Pepacton Reservoir continues, with the Blue Line along its north shore, carrying the river through the towns of Andes and Colchester as its course moves more to the west. Route 30 crosses it midway along its length. The Downsville Dam just north of the village of that name marks the reservoir's southern end. Below the dam and its spillway the river narrows again, to where routes 30 and 206 cross just outside the village.
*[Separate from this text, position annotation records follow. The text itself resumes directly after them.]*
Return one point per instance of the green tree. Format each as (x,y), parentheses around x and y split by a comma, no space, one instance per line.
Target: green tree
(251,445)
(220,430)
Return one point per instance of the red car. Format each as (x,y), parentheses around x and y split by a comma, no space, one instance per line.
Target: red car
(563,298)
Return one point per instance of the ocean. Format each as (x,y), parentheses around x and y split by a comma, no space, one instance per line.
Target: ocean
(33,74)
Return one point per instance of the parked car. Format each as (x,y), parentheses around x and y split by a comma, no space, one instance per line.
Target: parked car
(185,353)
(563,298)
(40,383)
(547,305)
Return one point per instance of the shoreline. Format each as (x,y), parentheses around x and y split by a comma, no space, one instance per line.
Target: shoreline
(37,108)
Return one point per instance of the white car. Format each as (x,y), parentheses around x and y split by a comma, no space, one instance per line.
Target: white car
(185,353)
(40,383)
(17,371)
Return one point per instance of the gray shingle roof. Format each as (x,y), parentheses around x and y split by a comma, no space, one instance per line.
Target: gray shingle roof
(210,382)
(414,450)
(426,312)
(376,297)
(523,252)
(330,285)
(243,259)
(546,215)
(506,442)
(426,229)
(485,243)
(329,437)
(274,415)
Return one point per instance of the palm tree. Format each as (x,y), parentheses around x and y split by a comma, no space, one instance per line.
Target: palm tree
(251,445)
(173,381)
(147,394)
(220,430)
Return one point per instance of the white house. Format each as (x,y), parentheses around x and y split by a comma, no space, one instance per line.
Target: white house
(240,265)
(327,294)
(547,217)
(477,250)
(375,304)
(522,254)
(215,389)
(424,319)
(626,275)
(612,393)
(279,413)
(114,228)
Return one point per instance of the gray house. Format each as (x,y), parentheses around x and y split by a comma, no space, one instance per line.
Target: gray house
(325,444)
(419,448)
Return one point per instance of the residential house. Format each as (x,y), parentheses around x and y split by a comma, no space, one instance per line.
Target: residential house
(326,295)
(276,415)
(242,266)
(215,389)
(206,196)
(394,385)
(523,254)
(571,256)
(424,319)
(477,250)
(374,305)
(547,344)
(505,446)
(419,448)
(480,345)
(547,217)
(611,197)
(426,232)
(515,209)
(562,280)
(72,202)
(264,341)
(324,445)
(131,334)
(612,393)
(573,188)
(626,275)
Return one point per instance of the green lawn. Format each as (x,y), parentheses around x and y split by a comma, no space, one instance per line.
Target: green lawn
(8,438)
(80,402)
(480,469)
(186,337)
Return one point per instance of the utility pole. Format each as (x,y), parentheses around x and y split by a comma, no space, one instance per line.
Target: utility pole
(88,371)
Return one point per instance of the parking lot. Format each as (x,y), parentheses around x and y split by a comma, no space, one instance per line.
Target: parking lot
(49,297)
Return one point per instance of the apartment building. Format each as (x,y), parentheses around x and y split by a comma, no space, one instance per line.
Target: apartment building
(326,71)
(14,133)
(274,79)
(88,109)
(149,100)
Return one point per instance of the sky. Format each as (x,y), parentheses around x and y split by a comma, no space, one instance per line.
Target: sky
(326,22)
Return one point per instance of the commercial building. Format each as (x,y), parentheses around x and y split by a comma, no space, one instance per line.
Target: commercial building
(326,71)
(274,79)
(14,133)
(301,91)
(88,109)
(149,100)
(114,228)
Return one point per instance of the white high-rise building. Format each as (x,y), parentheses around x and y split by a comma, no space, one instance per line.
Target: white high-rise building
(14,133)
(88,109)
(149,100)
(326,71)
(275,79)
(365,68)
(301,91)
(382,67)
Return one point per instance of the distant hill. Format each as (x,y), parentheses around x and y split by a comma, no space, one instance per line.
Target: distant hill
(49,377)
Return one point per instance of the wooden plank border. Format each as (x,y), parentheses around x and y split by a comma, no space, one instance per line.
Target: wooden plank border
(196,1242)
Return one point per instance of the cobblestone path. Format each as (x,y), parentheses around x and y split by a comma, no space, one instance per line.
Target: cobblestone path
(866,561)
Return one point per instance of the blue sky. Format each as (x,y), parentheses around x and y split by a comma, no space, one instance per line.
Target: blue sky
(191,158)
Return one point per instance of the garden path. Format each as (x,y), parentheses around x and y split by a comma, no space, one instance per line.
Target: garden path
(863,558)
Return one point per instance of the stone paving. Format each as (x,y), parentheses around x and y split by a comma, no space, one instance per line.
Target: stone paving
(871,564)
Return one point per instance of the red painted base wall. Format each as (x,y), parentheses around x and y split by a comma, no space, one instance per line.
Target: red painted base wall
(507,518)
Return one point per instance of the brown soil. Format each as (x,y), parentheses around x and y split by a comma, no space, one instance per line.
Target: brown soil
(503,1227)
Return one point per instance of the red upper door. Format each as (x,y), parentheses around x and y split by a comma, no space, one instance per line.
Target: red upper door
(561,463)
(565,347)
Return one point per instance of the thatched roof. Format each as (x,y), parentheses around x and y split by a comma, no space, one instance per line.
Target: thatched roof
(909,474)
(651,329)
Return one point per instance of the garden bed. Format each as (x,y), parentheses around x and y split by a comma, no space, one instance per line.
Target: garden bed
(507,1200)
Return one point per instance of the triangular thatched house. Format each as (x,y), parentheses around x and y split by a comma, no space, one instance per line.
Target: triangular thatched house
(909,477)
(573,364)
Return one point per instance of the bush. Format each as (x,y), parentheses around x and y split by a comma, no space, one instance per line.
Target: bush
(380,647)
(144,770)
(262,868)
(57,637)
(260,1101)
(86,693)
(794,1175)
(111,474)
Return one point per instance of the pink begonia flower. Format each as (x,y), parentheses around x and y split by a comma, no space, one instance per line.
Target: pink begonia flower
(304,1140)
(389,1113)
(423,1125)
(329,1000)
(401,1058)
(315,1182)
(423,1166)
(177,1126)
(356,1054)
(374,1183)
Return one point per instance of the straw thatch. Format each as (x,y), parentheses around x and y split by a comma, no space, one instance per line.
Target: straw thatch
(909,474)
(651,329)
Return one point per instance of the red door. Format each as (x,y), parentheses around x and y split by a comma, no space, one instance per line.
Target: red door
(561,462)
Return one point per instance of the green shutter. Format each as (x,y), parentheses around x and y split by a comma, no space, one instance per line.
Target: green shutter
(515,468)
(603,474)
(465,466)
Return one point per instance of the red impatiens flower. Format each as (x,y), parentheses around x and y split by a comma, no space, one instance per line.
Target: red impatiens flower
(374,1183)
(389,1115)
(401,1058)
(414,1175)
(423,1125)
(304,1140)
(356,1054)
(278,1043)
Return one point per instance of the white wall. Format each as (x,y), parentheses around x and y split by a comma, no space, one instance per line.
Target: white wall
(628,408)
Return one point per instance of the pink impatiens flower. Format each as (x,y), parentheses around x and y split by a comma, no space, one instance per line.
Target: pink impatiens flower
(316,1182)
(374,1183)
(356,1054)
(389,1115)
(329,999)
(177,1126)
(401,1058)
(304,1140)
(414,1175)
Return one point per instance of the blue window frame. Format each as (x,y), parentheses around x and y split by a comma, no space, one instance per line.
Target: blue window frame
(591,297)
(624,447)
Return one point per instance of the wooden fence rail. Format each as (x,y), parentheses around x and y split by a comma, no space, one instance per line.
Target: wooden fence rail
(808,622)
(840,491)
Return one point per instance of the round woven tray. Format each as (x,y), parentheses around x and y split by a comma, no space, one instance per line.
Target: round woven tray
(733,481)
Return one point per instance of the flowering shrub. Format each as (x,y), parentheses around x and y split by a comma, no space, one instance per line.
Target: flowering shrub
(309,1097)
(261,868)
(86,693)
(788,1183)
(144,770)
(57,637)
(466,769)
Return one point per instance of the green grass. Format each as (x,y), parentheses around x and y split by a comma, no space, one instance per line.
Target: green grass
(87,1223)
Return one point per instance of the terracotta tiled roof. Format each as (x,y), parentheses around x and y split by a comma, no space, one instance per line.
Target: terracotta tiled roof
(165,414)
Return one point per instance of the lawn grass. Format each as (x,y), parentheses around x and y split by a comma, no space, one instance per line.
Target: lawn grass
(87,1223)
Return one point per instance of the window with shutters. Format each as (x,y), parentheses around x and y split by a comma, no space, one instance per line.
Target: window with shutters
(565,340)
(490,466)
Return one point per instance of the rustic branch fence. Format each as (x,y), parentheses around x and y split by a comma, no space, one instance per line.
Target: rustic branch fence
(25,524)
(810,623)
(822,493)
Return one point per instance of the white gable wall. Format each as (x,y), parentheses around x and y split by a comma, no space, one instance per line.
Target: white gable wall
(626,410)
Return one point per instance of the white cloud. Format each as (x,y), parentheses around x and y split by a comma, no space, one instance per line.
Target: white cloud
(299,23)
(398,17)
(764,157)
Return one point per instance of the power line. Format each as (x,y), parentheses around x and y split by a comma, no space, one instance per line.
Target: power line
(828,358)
It continues winding through a wider valley alongside Route 30 to East Branch, where the East Branch's most significant tributary, the Beaver Kill, a world-renowned trout stream that rises in western Ulster County, flows in from the east. Here Route 30 ends and the NY 17 expressway, slowly being converted into Interstate 86, parallels the river, crossing back and forth. At the Hancock town line, the Blue Line turns to follow it south, taking the East Branch out of the Catskill Park. A few miles below that, at the village of Hancock, it turns south and joins the West Branch to create the Delaware's main stem.